Fakultät für Mathematik und Naturwissenschaften

Matrix functions

Course description

Matrix functions f(A) have applications in many areas of mathematics, engineering and scientific computing and, with the advent of fast and scalable algorithms to compute f(A)b for (very) large and sparse A, have become an increasingly important modeling tool in recent years.

Their most prominent application is certainly the solution of differential equations by means of exponential integration schemes, where the matrix exponential f(A) = exp(A) and related functions occur. Further examples of matrix functions in applications include the matrix logarithm in machine learning, the matrix sign function in theoretical particle physics, the exponential and resolvent in analysis of complex networks and Mittag-Leffler functions in fractional differential equations.

In this course, we discuss matrix functions in detail, from their origin in pure mathematics and matrix theory to modern large-scale applications and their theoretical and computational challenges.
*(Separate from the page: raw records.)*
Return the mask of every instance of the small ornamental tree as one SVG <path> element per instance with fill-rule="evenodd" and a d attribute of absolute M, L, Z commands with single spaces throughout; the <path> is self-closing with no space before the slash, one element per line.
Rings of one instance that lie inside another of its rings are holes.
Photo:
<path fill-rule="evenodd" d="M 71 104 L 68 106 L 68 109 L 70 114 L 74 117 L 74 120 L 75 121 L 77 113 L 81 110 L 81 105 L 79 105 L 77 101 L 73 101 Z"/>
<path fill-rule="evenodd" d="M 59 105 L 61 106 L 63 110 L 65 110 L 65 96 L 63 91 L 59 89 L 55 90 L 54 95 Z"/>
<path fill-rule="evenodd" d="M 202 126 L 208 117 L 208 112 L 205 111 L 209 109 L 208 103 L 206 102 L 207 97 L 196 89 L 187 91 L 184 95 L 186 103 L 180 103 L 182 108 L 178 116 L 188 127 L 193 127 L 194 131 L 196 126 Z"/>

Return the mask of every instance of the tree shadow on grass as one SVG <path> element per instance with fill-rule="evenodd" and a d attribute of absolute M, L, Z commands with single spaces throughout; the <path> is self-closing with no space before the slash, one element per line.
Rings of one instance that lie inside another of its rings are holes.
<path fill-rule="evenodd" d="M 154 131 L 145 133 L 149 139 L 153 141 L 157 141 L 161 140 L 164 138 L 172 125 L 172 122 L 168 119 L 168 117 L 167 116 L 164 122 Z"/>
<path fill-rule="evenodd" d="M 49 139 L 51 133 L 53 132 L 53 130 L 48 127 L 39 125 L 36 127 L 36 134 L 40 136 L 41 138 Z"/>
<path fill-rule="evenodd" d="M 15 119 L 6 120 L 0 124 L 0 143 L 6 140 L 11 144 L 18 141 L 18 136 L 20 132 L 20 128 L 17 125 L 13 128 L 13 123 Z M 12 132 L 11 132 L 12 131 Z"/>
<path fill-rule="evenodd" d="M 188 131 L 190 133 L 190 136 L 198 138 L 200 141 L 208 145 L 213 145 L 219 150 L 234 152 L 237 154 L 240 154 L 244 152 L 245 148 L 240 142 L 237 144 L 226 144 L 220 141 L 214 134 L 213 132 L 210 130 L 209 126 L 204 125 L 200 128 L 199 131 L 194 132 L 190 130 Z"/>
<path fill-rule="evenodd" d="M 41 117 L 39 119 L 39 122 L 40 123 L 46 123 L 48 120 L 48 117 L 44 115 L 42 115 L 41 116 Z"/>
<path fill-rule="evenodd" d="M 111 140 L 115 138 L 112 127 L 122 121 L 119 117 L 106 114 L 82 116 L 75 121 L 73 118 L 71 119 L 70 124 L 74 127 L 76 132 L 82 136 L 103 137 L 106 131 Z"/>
We will cover diverse applications from various areas, with the possibility of putting more emphasis on certain topics based on the interest of the participating students.

Grading and final exam

The lecture is  not accompanied by a classical exercise class. Instead, students work on a programming project covering an advanced topic (individually or in small groups). At the end of the semester, all students present the result of their work in a short talk.

Details regarding the format and requirements will be shared at the beginning of the course (and can potentially be adapted based on preferences of the attending students).

At the end of the semester, there is an oral examination covering the contents of the course.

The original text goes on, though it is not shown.